# AGTR Miscellaneous Evaluation Scripts

These are miscellaneous scripts used during the development and evaluation of
the peHash AGTR.

### Installing Dependencies

sudo -H python3 -m pip install pymongo
sudo -H python3 -m pip install pefile
sudo apt-get install python3-tlsh
git clone https://github.com/knowmalware/pehash.git
sudo -H python3 -m pip install -e pehash

### meta.py

Stores metadata about a malware dataset in a PyMongo database.
We tested multiple metadata hashes and similrity hashes for AGTR suitability,
including peHash, Imphash, TLSH, and Rich header hash. Of these we found that
only the peHash was suitable due to its very low false positive rate.

```
usage: meta.py [-h] [--malware-dir MALWARE_DIR] [--db-name DB_NAME]

optional arguments:
  -h, --help            show this help message and exit
  --malware-dir MALWARE_DIR
  --db-name DB_NAME
```

### label.py

Labels malware using AVClass run on different settings and stores results in
a PyMongo database.
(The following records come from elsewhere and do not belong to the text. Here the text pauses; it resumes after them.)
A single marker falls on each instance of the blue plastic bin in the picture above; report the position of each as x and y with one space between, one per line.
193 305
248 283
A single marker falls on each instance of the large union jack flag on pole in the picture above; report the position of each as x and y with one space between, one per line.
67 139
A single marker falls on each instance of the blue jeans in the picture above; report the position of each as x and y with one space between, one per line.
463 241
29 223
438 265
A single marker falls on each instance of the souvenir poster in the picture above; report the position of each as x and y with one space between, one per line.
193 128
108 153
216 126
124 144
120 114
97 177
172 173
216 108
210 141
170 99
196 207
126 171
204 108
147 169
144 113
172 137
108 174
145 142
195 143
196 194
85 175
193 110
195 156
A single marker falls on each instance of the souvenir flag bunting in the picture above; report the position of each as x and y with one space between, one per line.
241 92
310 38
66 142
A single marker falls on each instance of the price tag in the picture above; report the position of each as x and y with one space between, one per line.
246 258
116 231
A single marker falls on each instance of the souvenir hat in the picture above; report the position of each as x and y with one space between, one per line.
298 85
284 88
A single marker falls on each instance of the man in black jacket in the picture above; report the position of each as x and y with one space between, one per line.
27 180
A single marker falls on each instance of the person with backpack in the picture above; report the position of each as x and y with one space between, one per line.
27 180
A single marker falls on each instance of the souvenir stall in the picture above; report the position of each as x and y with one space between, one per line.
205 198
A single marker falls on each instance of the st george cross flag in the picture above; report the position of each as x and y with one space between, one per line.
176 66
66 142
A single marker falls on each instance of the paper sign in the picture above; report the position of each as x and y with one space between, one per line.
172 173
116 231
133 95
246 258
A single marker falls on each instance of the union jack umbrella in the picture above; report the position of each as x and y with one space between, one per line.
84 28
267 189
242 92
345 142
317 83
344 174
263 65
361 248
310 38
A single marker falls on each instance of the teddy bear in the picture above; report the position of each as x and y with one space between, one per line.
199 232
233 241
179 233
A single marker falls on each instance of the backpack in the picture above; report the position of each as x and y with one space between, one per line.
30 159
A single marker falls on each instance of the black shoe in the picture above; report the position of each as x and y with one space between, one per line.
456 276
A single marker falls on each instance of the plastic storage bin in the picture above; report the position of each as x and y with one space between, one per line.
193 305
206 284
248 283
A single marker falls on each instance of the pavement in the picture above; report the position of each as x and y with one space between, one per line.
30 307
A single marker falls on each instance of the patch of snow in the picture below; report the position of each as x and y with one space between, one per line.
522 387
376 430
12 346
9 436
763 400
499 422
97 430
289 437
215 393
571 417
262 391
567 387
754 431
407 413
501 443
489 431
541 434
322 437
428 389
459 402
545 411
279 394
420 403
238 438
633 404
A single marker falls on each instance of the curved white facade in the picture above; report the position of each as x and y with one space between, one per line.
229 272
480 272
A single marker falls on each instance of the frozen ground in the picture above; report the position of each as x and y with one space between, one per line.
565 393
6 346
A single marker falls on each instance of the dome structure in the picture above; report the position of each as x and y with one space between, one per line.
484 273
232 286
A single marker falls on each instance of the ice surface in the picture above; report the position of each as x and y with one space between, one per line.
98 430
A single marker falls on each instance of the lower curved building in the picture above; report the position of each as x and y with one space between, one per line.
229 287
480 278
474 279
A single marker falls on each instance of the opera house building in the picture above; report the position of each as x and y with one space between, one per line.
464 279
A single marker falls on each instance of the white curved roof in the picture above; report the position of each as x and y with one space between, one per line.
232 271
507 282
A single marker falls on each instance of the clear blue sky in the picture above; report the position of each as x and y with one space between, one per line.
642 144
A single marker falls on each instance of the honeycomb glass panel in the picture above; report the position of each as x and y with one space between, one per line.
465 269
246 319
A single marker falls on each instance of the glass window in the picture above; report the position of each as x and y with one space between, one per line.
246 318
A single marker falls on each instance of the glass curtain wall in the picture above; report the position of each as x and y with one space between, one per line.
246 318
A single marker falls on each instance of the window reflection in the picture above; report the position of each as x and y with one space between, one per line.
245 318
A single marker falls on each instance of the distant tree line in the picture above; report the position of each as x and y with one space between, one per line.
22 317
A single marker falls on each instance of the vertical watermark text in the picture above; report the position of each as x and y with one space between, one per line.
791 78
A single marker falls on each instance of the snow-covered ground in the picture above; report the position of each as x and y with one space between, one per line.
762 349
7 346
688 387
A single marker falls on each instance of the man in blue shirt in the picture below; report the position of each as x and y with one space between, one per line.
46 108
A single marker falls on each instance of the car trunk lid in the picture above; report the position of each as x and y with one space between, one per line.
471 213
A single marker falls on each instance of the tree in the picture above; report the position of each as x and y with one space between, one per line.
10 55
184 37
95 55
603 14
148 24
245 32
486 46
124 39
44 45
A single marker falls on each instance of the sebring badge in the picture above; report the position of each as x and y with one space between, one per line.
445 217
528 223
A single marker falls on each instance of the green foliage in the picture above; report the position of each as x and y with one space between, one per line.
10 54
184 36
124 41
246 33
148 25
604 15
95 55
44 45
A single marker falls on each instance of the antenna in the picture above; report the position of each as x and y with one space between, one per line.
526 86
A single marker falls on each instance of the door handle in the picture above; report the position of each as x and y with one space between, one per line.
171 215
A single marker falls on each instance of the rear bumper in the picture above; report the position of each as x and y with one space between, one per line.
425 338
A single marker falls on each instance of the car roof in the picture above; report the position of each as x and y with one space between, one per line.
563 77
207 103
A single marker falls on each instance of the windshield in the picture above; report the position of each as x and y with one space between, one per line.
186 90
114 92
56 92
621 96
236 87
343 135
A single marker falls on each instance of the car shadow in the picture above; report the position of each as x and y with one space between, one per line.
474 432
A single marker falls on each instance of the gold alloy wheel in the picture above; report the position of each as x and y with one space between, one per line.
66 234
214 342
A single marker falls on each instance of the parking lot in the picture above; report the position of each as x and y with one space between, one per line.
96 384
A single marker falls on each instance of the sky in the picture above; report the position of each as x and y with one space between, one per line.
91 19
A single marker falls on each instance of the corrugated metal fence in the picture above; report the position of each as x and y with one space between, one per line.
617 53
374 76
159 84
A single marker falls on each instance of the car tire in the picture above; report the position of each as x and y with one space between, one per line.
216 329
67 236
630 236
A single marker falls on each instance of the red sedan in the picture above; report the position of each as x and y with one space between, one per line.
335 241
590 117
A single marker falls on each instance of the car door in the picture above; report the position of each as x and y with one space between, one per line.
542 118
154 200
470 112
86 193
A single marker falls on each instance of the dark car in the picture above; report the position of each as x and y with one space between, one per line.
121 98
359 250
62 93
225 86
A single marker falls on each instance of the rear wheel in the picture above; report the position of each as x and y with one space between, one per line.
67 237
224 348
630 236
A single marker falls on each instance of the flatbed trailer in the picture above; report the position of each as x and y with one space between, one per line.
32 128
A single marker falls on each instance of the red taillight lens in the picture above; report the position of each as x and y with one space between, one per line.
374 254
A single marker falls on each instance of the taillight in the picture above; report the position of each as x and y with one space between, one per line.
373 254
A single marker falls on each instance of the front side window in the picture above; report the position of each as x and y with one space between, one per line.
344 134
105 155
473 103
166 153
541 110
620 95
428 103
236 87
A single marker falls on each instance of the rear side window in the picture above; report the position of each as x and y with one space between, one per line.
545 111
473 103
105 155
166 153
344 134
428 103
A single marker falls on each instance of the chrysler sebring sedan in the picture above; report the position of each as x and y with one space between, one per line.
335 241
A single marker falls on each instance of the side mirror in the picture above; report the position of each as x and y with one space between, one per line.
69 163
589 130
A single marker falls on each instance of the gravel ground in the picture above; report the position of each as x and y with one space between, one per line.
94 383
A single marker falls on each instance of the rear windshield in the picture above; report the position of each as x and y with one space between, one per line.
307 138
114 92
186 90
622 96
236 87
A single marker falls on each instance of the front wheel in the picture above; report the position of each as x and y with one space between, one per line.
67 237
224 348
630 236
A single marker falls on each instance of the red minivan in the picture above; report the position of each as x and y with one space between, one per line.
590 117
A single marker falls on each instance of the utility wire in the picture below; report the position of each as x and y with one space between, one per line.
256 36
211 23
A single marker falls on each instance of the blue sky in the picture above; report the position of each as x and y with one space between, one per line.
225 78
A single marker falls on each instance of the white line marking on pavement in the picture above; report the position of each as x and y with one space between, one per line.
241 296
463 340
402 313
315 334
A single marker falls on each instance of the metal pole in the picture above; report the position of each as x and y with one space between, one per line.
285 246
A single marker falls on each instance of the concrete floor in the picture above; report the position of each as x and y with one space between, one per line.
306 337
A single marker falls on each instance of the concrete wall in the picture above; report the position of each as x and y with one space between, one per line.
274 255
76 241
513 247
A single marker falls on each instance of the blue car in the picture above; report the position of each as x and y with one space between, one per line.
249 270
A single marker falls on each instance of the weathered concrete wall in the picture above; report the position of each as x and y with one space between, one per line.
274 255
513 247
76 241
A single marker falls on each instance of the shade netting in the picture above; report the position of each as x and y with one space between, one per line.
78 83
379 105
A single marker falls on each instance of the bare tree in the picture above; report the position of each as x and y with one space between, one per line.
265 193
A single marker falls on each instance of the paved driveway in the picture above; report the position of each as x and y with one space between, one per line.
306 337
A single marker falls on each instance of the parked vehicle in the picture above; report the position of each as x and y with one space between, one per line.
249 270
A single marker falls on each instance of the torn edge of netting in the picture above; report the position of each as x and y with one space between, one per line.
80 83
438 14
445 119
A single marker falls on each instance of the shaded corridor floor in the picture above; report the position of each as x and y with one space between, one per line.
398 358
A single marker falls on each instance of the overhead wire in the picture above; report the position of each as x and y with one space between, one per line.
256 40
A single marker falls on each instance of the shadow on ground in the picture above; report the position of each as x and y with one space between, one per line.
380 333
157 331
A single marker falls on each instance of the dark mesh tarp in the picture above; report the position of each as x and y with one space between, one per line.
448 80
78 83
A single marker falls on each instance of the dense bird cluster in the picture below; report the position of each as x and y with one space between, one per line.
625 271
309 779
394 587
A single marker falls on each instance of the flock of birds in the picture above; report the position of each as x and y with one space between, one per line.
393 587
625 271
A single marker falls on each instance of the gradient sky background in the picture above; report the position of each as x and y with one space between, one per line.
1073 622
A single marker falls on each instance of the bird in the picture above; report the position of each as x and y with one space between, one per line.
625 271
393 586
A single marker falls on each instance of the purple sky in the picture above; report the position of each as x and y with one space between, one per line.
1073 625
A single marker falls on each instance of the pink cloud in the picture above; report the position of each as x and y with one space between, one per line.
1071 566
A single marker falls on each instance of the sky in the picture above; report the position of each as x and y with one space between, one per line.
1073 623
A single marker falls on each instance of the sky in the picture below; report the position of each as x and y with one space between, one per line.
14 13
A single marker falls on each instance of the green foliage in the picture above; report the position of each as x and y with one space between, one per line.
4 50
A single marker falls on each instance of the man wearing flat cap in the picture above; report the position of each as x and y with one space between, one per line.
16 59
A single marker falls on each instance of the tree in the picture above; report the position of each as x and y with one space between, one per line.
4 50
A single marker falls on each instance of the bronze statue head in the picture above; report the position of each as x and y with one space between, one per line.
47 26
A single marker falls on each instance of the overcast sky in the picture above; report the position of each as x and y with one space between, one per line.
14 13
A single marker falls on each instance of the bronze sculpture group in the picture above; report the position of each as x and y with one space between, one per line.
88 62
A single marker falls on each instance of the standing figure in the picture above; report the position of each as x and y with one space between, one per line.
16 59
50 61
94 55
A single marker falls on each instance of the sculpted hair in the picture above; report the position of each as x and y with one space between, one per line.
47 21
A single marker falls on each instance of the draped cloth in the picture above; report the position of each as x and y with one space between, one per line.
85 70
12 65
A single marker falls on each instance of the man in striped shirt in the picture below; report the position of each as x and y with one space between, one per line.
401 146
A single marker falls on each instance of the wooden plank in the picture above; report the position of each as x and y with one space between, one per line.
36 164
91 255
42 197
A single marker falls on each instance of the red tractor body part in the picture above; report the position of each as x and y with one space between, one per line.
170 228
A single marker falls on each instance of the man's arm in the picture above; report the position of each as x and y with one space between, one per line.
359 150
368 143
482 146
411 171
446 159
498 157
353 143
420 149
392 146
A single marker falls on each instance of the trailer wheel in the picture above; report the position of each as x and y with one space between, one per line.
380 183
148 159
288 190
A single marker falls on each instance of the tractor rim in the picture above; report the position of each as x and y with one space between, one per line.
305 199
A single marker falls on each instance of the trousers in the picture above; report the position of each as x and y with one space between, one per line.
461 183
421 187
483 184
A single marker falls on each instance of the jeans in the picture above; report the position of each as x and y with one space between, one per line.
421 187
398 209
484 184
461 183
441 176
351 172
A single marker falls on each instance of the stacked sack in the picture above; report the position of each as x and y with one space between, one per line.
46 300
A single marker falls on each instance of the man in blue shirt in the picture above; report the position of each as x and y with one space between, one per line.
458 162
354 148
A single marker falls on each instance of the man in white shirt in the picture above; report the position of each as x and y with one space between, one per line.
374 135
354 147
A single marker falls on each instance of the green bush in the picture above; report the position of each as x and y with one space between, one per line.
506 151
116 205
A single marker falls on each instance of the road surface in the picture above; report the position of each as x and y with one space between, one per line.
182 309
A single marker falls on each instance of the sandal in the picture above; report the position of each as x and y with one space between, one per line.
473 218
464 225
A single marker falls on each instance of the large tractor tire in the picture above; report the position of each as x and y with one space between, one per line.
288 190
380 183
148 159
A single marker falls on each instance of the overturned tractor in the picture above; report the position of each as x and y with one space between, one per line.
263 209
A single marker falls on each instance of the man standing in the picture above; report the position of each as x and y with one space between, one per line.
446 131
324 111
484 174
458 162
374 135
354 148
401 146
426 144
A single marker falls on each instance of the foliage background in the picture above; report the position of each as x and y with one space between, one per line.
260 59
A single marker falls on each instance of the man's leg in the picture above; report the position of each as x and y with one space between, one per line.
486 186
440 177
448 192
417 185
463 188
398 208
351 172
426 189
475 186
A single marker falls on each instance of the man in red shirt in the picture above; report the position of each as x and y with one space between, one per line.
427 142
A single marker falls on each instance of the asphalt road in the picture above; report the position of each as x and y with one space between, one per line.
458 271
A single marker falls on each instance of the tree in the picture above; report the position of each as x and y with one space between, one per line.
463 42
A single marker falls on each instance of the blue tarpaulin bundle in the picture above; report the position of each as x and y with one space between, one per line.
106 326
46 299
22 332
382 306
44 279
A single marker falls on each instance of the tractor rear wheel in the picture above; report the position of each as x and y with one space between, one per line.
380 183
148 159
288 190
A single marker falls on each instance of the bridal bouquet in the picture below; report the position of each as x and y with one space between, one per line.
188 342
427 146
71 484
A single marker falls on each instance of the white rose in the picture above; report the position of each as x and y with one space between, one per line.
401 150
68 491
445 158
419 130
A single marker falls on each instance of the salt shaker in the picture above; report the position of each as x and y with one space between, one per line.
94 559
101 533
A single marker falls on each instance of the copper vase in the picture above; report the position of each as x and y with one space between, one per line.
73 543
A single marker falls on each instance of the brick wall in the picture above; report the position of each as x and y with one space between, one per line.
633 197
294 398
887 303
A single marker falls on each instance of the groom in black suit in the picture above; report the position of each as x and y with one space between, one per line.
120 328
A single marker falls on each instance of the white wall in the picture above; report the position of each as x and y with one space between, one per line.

Used for collecting labels for AVClass on default
settings as well as for alias resolution, plurality threshold, and heuristic
removal bounds.

```
usage: label.py [-h] [--label-dir LABEL_DIR] [--db-name DB_NAME]
                [--drop-database] [--collection-name COLLECTION_NAME]
                {avclass,dir} ...

optional arguments:
  -h, --help            show this help message and exit
  --label-dir LABEL_DIR
  --db-name DB_NAME
  --drop-database
  --collection-name COLLECTION_NAME

modes:
  {avclass,dir}
```

# eval_pehash.py

You must run meta.py and label.py prior to this script. Reads metadata and
labels from the PyMongo database and constructs an AGTR using them. Prints
the precision / recall / accuracy bounds given the predicted labels and AGTR.
Also used for performing the precision recall shuffle experiment.


### avclass_common3.py and avclass_common3_mod.py

Ports of avclass_common.py to Python3. avclass_common3_mod.py supports custom
functionality for heuristic signature removal.